Recently, I ran into a substantial Big O problem in my code. When trying to count the occurences of each word in an array of paragraphs, I had a loop within a loop within a loop to give the correct output. This seemed totally fine when testing with 4 or 5 small paragraphs and I was just happy to get it working. The first loop iterated over the array of paragraphs (denoted as Review[]), and the next iterated over each of those paragraphs (review.body). The third loop iterated over my variable storing the current word counts to see if that word previously occurred — if not then it was added, and if it was then that word’s count incremented by 1.

However, when I used it with the actual arrays of thousands of longer paragraphs, it took 10-15 seconds complete which was way too long. With some help from colleagues, I discovered associative arrays. In a normal array, you would have to loop through each element in the array to see if the element you are checking exists in that array. If it does not, then you must iterate over every element in the array to check. With associative arrays on the other hand, checking to see if an element is within the associative array is much simpler. When you add an element, a hash string is generated based on that element. Therefore, when you check to see if an element is in an associative array, your computer computes the same exact hash and knows exactly where to look to see if that hash already exists.

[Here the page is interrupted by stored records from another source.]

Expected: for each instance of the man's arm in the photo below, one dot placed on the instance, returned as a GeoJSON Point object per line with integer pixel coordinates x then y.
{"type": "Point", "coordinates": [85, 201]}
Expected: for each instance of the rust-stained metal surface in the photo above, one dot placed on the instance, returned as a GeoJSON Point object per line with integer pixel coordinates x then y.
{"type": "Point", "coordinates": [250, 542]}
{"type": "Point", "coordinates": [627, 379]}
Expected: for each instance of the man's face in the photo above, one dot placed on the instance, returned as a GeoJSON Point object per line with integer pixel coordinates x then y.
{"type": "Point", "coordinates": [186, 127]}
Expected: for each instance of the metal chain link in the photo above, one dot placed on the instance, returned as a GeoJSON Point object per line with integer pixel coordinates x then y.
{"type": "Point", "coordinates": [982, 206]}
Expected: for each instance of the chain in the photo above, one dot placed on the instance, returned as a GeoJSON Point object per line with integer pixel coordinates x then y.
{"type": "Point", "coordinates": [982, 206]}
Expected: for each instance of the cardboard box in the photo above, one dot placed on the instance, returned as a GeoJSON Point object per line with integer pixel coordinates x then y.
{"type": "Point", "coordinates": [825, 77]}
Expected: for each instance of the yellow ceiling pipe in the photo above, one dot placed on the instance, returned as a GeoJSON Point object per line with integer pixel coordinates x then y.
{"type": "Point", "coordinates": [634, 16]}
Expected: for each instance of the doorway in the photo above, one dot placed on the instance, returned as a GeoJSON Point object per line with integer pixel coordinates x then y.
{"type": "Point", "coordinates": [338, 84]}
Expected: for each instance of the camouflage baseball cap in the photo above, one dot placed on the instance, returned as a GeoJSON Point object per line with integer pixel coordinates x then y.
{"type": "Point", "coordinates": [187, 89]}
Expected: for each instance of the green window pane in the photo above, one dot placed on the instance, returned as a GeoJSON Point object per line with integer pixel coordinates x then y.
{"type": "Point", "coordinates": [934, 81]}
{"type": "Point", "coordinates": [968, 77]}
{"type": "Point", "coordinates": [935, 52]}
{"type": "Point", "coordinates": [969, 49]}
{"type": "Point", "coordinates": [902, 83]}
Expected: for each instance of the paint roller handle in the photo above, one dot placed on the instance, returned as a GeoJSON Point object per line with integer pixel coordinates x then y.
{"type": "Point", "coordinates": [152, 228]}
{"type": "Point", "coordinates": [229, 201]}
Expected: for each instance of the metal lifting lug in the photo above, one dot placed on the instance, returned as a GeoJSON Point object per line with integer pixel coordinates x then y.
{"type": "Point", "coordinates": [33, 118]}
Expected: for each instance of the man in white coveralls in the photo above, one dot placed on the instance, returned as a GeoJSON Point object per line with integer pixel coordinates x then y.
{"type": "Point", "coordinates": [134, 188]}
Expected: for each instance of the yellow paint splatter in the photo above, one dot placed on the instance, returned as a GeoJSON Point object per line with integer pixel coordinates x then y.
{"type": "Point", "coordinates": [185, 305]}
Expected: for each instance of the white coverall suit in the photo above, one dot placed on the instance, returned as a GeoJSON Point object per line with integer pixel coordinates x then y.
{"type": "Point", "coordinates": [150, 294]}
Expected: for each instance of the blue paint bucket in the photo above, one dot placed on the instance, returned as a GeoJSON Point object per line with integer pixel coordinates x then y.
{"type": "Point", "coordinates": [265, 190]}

Thus eliminating an entire for loop brought my function down from order n^3, to order n^2 and reduced the load time by 8-12 seconds. If n=1000, the amount of iterations would drop from 1,000,000,000 to 1,000,000!

The word cloud generator now only takes a few seconds to create beautiful word clouds as opposed to 10-15 seconds:

When it comes to web development, load time is very important. Many times if I try to click on something on my phone and it takes more than a couple seconds to load, I just immediately exit out due to impatience. When you create a website, you do not want users exiting out because your site takes a few seconds to load even with a solid internet connection. It is important to start practicing efficient programming early even when working with small amounts of data.

This will help you avoid situations similar to mine, where you have to figure out how to write efficient programs with data sets of thousands of elements and will save you from a few infinite loops that immediately crash your computer! Efficient programming is a major key throughout all of computer science, but is especially important when it comes to a user interface and a user’s experience!